Normalde 30’uncu enlem çizgisinde yer alan bölgelere düşen yüksek basıncın 2-3 derece kuzeye kaydığını sözlerine ekleyen Prof. Dr. Kurnaz, şu uyarıları sıralıyor:

 “İklim değişikliğine neden olan en büyük etken bu kayma. Libya, Kahire, Arabistan hattını etkileyen sıcak hava, bize doğru yaklaşmaya devam ediyor. Sıcaklık değerlerindeki artışın en büyük nedeni ısı dengesinin bozulmuş olması. Hızlı nüfus artışı, sera gazı salınımı, karbondioksit gazındaki salınım artışı atmosferin ısı dengesini etkiledi. Enerji tüketimi arttıkça atmosfer sıcaklığı da arttı ve dünyanın ısı dengesi bozuldu. Kıyamet kapımızda.

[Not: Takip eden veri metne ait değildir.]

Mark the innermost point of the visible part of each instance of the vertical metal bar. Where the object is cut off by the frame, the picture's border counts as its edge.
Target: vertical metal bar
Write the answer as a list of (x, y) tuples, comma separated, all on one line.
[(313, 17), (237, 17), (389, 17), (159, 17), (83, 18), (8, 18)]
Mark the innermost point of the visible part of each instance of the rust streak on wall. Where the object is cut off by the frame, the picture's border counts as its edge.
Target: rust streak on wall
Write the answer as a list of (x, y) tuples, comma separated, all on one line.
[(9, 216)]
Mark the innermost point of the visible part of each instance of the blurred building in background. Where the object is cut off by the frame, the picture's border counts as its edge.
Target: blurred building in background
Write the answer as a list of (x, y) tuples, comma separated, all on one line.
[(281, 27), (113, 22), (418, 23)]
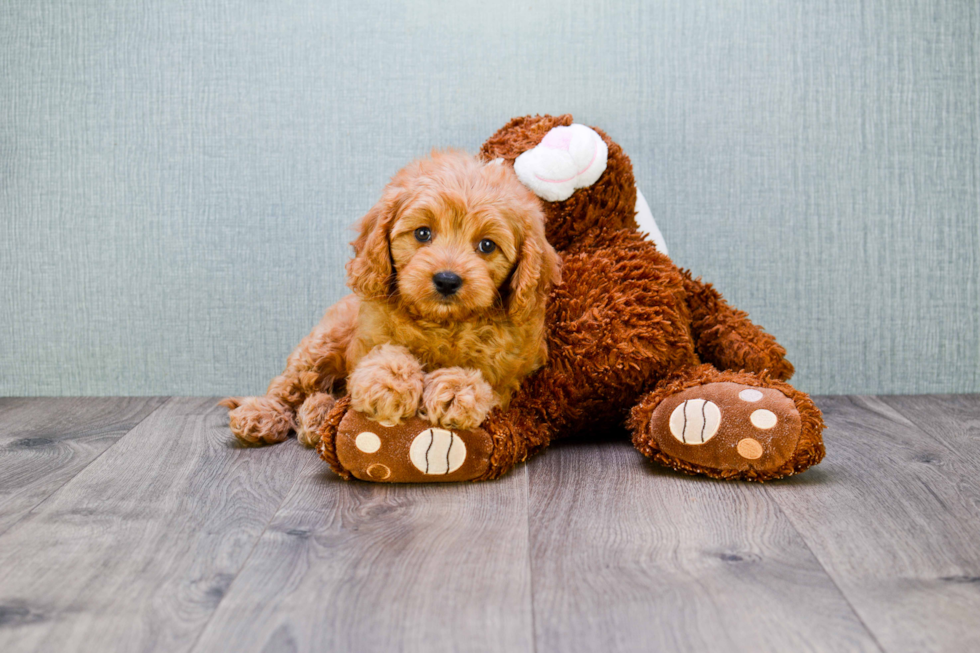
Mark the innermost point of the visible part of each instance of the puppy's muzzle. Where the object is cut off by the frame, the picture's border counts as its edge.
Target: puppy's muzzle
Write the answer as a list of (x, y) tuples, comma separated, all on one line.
[(447, 283)]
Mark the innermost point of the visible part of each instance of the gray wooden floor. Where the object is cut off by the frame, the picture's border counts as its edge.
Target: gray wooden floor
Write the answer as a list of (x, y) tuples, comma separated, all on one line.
[(136, 524)]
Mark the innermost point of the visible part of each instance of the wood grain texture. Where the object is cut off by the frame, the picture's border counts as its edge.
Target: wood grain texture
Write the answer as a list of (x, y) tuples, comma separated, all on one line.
[(353, 566), (135, 552), (893, 514), (629, 557), (44, 442)]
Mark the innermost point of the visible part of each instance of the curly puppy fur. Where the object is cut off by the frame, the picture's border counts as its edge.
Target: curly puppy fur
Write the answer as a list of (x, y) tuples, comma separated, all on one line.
[(457, 397), (435, 216)]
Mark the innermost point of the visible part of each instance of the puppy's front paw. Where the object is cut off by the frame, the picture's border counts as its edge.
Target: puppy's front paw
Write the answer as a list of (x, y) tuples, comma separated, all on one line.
[(386, 386), (260, 420), (458, 398)]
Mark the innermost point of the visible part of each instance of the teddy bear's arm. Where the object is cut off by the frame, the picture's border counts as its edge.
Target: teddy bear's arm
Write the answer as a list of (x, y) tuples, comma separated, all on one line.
[(725, 337)]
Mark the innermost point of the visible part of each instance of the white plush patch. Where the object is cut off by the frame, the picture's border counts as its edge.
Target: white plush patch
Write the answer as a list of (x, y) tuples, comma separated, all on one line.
[(367, 442), (763, 419), (437, 451), (568, 158), (750, 395), (695, 421), (646, 223)]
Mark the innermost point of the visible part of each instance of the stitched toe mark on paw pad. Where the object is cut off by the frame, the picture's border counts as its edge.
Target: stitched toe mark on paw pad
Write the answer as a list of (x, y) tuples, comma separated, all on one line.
[(437, 451), (695, 421)]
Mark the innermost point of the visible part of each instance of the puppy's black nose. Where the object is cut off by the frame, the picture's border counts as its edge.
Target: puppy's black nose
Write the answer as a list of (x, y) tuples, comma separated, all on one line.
[(447, 283)]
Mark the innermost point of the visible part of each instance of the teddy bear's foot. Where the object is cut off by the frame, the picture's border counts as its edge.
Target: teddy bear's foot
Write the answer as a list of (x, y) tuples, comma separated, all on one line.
[(411, 452), (729, 425)]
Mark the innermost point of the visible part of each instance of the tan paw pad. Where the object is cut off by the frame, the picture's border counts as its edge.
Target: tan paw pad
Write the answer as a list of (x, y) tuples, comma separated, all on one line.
[(411, 452), (727, 426)]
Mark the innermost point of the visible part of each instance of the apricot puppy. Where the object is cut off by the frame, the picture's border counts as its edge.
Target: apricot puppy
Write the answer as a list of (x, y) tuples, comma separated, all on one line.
[(450, 274)]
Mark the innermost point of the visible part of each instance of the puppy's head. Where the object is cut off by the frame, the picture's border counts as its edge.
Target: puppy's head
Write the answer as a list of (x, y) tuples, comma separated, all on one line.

2035’e kadar yaz ayları için ortama iki derece sıcaklık artışı söz konusu. Şu an komşumuz Irak ne kadar kuraksa yakın zamanda Türkiye’nin güney kesimleri de Irak gibi kavrulacak. Sonraki süreçte orta kesimler, sonrasında Karadeniz kavrulacak. Önümüzdeki 100 yıllık süreç içerisinde çölleşme etkisi Türkiye’nin kuzeyine kadar ilerleyecek. Sonunda Kanada, Rusya, İskandinav ülkeleri hayatta kalmaya çalışan insan topluluklarının akınına uğrayacak.

Bu nedenle tarımsal ürün ve su konusunda çok akıllı davranmalıyız. Suyun bir damlası bile çok önemli. Anadolu’da bol su gerektiren mısıra dayalı tarım yerine, daha az su isteyen ürünlere yönelmeliyiz. Önümüzdeki 50 yıllık dönemde Trabzon, Rize gibi bölgeler bile 45 derecenin üzerinde sıcaklığı görecek. BM iklim raporları ve yaptığımız araştırmalarda 2100 yılına kadar Türkiye’nin olduğu bölgede su kaynakları yarı yarıya azalacak. Gelecekte Türkiye’yi de etkileyecek su ve tarım savaşları tehdidi söz konusu.”

Karapınar Ziraat Odası Genel Sekreteri Nadi Özdil, 100 bin dekarlık geniş arazide hububat hasadı yapılamadığını dile getirirken, “Eskiden 70 metreden su çıkarken, artık 150 metreden suyu zor çıkartıyoruz. Son 10 yılın en kurak dönemini yaşıyoruz” dedi.